"To-day is Saturday. Aunt Mary, Uncle?"

"Exactly. She and Sister Dominic are in town doing some shopping, and she called me up at the office to know at what hour they might see my patient. I told them to come about three o'clock. That will give you plenty of time for a little rest."

"Uncle—please put your head down." Her little arms clasped his neck, and she whispered close to his ear, "I love to be with you, but—but I just can't help wishing that I could go——"

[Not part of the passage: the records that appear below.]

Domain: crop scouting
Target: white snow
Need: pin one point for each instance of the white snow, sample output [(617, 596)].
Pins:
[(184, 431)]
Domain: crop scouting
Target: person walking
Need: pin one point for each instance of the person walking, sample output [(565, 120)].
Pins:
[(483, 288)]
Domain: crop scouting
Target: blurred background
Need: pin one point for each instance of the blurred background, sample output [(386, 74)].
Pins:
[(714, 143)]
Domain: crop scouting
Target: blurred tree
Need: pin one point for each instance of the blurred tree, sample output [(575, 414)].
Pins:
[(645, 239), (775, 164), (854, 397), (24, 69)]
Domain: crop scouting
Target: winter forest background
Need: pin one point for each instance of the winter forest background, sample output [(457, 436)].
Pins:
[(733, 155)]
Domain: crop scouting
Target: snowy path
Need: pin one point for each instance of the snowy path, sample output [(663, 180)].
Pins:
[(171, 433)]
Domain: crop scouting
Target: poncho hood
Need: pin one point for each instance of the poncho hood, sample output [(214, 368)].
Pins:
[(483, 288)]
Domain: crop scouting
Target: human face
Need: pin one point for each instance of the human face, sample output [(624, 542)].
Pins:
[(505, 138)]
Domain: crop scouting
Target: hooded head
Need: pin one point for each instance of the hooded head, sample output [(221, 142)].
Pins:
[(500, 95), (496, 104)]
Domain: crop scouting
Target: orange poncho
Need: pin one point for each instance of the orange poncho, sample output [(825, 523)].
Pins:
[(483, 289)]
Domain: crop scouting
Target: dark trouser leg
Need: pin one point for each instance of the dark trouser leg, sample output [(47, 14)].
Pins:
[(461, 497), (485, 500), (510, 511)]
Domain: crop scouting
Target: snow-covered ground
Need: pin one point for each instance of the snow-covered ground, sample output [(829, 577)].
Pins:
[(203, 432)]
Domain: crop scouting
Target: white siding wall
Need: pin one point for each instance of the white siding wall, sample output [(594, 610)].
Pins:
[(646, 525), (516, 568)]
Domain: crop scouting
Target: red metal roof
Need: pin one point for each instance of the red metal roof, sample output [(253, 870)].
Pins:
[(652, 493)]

"I know, dear, I know. I, too, wish that you were able to go—that we might both go; but you have no idea what it is going to mean to me to have you with me. I have so many lovely plans that I fear we shall never have time to carry them all out. One is about the pony you will learn to ride when we go South after Christmas to a beautiful, warm place where we shall almost live outdoors under such a bright blue sky that you may have to wear black spectacles. Green ones might be more to your taste, or those new style amber-colored ones."

"What is amber color, Uncle?"

"A deep, golden yellow. Oh, I beg your pardon! Yellow is not your favorite color, nor green, either."

"Nor black, either. If I must wear glasses, they will have to be clear ones like Aunt Mandy's or blue ones."

"But black is not a color. It is the absence of all color. Do you know, it seems to me strange that your hair has escaped——"

"My hair escaped!" Mary felt her head. "Why, Uncle, it is on my head just as tight as ever. You frightened me. I thought it was flying away. I s'pose escaped has more than one meaning just as so many words have. When I forgot to close the door of Dick's cage, and he flew out, Mother said he had escaped."

"In this case, I mean that I am surprised that you have not dyed your hair blue or bleached it white."